HEARING DATE(S): 11 May 2007
 
JUDGMENT DATE : 

5 July 2007
JUDGMENT OF: Price J at 1
DECISION: 1. The notice of motion is dismissed. 2. Plaintiff to pay defendant's costs of this motion. 3. Plaintiff to pay the defendant's costs of the motion dated 27 June 2007.
LEGISLATION CITED: Defamation Act 1974 s 16, s 16(2)(c)
Uniform Civil Procedure Rules r 14.28
CASES CITED: Allen v John Fairfax and Sons Ltd (NSWSC 2/12/88 Hunt J, unreported)
Australian Broadcasting Corporation & Anor v Hodgkinson [2005] NSWCA 190
General Steel Industries Inc v Commissioner for Railways (NSW) & Ors (1964) 112 CLR 125
Hepburn v TCN Channel Nine Pty Ltd [1984] 1 NSWLR 386
Jackson v John Fairfax and Sons Ltd [1981] 1 NSWLR 36
John Fairfax Publications Pty Ltd v Blake (2001) 53 NSWLR 541
John Fairfax Publications Pty Limited & Anor v Jones [2004] NSWCA 205
Maisel v Financial Times Limited (No 1) (1915) 84 LJKB 2145
McBride v ABC (2000) NSWSC 747
NRMA Insurance Ltd v Amalgamated Television Services Pty Ltd (unreported 14 July 1989)
Waterhouse & Anor v Hickie (1995) Aust Torts Reports 81-347
PARTIES: William Griffith McBride
John Fairfax Group Pty Ltd
FILE NUMBER(S): SC 013029 of 1989
COUNSEL: Mr Hale SC - Plaintiff
Mr T D Blackburn SC - Defendant

      IN THE SUPREME COURT
      OF NEW SOUTH WALES
      COMMON LAW DIVISION

      PRICE J

      5 July 2007

      013029 of 1989 William Griffith McBride
              v John Fairfax Group Pty Ltd

      JUDGMENT

1 HIS HONOUR: In an amended statement of claim the plaintiff has pleaded the following imputations each of which is said to arise from the article published in the Sydney Morning Herald on 12 August 1989. (‘the article’) and is asserted to be defamatory of the plaintiff:

          “4….
          (a) The plaintiff dishonestly represented that the original data upon which his MD thesis was based was collected by himself and not by the director of the Sterility Clinic at Crown Street, Dr Alan Grant;
          (b) The plaintiff dishonestly claimed to have carried out research on the drug Thalidomide which was in fact research carried out by Dr McCredie;
          (c) The plaintiff stole other people’s research data to gain widespread fame and recognition for himself.”
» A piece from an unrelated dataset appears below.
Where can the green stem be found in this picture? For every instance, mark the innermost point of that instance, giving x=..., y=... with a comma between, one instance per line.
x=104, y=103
2 The defendant pleads in an amended defence the following contextual imputations:

          “9. The matter complained of conveyed the following imputations of and concerning the plaintiff:
                  (a) The plaintiff had dishonestly failed to acknowledge Dr McCredie’s predominant role in discovering how Thalidomide caused limb abnormalities in children;

(b) The plaintiff was a dishonest researcher;

(c) The plaintiff was a dishonest scientist;

(d) The plaintiff lacked scientific integrity.”

3 By a notice of motion filed on 1 May 2007 the plaintiff seeks an order that paragraph 9 and particulars P22 – P28 – the defence of contextual truth – and P40 be struck out pursuant to r 14.28 of the Uniform Civil Procedure Rules [UCPR] on the grounds that they:

              “(a) disclose no reasonable case appropriate to the nature of the pleading;
              (b) have a tendency to cause prejudice, embarrassment or delay in the proceedings; or

(c) are otherwise an abuse of the process of the Court.”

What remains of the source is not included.